Assim, no que respeita a ação voltada a impedir a repetição ou a continuação do ilícito, o juiz deve
estar convicto de que o demandado já praticou ou iniciou um ato ilícito. Frise-se que, nesses casos,
deve existir convicção de verdade em relação ao fato passado (indiciário) e à ilicitude. A probabilidade
diz respeito apenas à presunção a ser estabelecida entre a prova do fato passado e o fato futuro. Ora,
se o juiz não pode chegar à ameaça da repetição ou da continuação a não ser a partir da prova da
violação já ocorrida, não é correto penalizar aquele que já sofreu o ilícito, pois a experiência mostra
que determinados ilícitos, pela sua natureza, têm grande probabilidade de voltar a ser praticados.
Na outra modalidade de ação inibitória – denominada de “pura” –, em que não se teme a repetição
ou a continuação do ilícito, mas a prática de um ilícito sem que nenhum ato anterior da mesma
natureza tenha sido cometido, deve haver convicção de verdade em relação a atos preparatórios ou a
fatos objetivos que possam indicar a probabilidade da prática do ato temido. Da mesma forma que nas
outras duas ações, aqui a convicção de probabilidade diz respeito apenas à presunção sobre o fato
temido, e não ao fato passado. Não há dúvida de que a convicção de verdade sobre os fatos passados,
bem como sobre a ilicitude do fato temido, é suficiente para dar ao juiz a convicção necessária para
conceder a tutela inibitória final.
Porém, tratando-se da tutela inibitória antecipada, a probabilidade não atinge apenas a presunção. É
preciso perceber que, enquanto na tutela inibitória final basta a ameaça de ilícito e, por conta disso, a
probabilidade da prática do ilícito, na tutela inibitória antecipada é necessária a probabilidade que
tenham sido praticados fatos que indiquem a ameaça. Ou melhor, na chamada ação inibitória “pura” a
probabilidade igualmente incide sobre os atos preparatórios e a ilicitude do ato temido e na hipótese de
ação dirigida a impedir a repetição ou a continuação do ilícito a probabilidade também recai sobre o fato
passado e a sua ilicitude.
Em qualquer uma destas situações, a concessão da tutela inibitória antecipada deverá ser
racionalmente justificada, mediante a referência das relações entre as provas e os fatos passados e a
explicação do raciocínio-ponte entre tais provas e o fato temido, demonstrando-se, além disso, a
probabilidade da sua ocorrência no curso do processo.

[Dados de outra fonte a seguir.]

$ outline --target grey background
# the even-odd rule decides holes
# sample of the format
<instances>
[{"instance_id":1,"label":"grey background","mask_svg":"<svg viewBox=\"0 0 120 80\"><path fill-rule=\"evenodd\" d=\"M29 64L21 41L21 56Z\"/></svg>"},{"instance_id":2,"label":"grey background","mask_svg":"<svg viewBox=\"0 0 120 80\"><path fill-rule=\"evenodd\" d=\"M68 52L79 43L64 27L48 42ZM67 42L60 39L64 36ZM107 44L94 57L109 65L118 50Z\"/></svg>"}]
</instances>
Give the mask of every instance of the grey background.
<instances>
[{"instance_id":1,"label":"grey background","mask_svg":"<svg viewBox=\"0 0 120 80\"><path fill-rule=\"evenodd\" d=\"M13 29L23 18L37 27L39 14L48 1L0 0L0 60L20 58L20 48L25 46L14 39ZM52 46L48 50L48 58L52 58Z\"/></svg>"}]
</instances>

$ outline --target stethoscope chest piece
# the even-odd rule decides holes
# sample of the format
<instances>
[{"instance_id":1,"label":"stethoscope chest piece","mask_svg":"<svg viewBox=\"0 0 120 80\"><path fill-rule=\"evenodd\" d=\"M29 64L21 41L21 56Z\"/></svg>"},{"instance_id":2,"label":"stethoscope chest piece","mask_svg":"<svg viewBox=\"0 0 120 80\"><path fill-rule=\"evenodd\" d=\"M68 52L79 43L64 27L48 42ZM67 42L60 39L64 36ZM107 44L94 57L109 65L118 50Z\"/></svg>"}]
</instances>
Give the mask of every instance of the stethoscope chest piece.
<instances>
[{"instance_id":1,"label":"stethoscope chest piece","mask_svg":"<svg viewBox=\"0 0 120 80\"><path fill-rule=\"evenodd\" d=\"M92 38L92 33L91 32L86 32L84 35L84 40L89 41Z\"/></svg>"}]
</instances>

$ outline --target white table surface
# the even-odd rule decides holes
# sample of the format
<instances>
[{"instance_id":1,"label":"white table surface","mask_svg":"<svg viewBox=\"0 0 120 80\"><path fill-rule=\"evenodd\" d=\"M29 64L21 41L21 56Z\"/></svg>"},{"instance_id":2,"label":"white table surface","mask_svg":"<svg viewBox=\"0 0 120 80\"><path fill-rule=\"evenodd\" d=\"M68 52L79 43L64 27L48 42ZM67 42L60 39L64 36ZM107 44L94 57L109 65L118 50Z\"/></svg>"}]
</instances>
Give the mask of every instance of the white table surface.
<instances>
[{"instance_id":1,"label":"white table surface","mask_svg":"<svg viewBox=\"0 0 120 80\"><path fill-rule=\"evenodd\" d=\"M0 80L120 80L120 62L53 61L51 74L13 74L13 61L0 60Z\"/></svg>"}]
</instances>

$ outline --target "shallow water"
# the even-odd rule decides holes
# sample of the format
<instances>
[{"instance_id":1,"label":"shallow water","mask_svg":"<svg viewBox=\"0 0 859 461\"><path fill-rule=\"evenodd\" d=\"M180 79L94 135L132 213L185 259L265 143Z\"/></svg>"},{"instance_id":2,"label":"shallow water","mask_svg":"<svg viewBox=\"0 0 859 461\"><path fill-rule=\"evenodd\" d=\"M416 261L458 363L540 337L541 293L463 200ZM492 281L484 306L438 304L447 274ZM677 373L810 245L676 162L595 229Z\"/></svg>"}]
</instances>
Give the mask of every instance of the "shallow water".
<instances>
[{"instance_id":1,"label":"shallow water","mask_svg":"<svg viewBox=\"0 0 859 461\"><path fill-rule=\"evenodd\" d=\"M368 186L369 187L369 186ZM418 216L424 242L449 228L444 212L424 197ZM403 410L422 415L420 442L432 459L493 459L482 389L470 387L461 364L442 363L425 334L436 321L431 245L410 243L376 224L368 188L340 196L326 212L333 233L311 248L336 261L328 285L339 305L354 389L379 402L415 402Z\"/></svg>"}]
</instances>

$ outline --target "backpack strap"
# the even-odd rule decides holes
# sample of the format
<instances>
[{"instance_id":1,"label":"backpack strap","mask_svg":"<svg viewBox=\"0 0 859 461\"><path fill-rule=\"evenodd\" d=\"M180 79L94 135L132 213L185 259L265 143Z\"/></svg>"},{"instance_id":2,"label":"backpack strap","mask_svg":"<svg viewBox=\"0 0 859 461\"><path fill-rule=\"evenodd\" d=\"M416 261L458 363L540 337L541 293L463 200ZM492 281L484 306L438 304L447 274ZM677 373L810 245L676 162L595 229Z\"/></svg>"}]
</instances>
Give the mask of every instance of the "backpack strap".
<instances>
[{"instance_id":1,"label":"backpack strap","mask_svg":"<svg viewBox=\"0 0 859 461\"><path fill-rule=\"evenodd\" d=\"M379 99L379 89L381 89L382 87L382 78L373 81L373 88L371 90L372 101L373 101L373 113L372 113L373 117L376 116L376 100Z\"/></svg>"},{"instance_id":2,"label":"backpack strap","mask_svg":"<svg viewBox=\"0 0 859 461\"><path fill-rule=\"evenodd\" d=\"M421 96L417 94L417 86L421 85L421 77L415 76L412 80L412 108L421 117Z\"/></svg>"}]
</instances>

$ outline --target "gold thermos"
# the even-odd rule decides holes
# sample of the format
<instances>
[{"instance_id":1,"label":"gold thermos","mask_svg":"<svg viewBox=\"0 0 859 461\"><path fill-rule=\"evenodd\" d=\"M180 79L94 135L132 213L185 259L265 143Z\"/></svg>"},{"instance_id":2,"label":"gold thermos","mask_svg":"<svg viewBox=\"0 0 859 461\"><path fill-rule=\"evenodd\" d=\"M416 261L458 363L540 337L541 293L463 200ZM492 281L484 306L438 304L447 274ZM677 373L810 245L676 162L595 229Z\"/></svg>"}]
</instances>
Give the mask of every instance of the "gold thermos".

A importância de observar o direito material e o caso concreto, nesses casos, é facilmente
constatável quando são consideradas as seguintes particularidades: i) que deve ser provado para a
concessão da tutela inibitória final apenas um ato ilícito ou um ato preparatório; ii) que o juiz, para
conceder a tutela antecipada, deve ter apenas uma convicção de probabilidade acerca desses atos; iii)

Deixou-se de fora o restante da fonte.